I’ve attended every routine scan since we found out about the pregnancy which has provided distorted images of our daughter. But without any clarifying features it still felt distant, like it was happening to someone else. The 4d scan has given a physicality to a previously formless entity, generating a palpable sense of clarity to something that had never felt real. With my mother in attendance, eyes glazed in tears, I got a clearer picture of our unborn daughter and how my mother will react every time she sees her. Apart from my girlfriends rather sordid comparison that described her as looking like the elephant man (the baby, not my mother), which now ruins the above pictures, I felt a tremendous sense of pride I’d never achieve from any platinum trophy, especially as she doesn’t appear to of inherited the terrifying snout that has cursed the bloodline of my family. Now I have this infatuation to mention her in every conversation regardless of context. “Oh you had pizza for dinner last night? Lovely. My girlfriend is baking a little pizza of her own!
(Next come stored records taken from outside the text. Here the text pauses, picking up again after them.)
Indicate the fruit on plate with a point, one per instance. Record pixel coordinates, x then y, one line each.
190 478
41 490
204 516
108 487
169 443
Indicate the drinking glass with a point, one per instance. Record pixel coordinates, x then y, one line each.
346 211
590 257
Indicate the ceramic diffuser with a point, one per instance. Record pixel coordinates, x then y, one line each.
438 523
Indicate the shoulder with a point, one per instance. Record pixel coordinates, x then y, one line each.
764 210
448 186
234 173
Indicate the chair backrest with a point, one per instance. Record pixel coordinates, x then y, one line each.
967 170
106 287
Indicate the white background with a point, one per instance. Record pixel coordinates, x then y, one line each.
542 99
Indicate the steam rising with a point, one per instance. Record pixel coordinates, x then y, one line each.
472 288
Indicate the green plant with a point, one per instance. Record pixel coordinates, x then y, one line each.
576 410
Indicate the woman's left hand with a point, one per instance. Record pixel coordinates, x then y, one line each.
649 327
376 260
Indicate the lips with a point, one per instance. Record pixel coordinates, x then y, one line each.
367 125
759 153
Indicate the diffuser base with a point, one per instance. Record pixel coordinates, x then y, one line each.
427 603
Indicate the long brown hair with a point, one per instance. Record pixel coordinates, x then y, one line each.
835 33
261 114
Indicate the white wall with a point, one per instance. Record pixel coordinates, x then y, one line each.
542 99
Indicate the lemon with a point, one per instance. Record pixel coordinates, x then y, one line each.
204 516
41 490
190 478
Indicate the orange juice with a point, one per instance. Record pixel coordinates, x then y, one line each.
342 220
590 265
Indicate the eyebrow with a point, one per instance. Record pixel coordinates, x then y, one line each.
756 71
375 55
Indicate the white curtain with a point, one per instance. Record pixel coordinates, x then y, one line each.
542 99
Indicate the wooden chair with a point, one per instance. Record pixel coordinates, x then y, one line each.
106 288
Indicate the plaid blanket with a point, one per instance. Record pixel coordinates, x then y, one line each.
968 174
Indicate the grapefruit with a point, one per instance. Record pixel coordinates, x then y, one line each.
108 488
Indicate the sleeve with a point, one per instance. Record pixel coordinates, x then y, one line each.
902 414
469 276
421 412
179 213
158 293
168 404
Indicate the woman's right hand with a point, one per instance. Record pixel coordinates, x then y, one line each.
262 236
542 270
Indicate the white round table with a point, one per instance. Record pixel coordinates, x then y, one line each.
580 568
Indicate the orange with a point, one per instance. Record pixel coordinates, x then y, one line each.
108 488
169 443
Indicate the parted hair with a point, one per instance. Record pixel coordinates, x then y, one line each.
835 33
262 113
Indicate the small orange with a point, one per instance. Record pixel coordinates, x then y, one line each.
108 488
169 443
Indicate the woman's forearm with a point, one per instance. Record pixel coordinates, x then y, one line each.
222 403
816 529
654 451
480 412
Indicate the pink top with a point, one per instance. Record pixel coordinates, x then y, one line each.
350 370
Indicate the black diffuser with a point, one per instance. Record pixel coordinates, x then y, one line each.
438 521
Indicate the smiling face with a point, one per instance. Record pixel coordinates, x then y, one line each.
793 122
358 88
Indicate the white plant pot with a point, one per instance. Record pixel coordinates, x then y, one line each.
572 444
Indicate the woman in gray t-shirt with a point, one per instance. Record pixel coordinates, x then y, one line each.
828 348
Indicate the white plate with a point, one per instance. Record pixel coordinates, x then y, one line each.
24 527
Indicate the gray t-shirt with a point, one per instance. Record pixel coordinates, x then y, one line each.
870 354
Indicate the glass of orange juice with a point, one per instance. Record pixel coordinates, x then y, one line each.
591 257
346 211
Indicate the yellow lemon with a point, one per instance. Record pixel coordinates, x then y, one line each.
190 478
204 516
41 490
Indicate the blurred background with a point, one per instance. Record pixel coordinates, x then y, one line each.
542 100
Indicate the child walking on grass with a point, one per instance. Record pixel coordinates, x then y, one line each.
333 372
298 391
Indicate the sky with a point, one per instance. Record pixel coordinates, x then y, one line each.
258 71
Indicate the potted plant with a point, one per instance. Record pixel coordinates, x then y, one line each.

Now with less than 3 months until her birth I’m feeling both terrified and excited. What carnage will ensue when this little poop suppository is born? Well I’m sure it will consist of feeding’s, butt wiping and sleep deprivation. And that’s just me! But if her mother is any indication of her potential stature, characteristics and personality then our daughter is going to grow into a capable, giving, bubbly and gorgeous young woman. Just like her mother.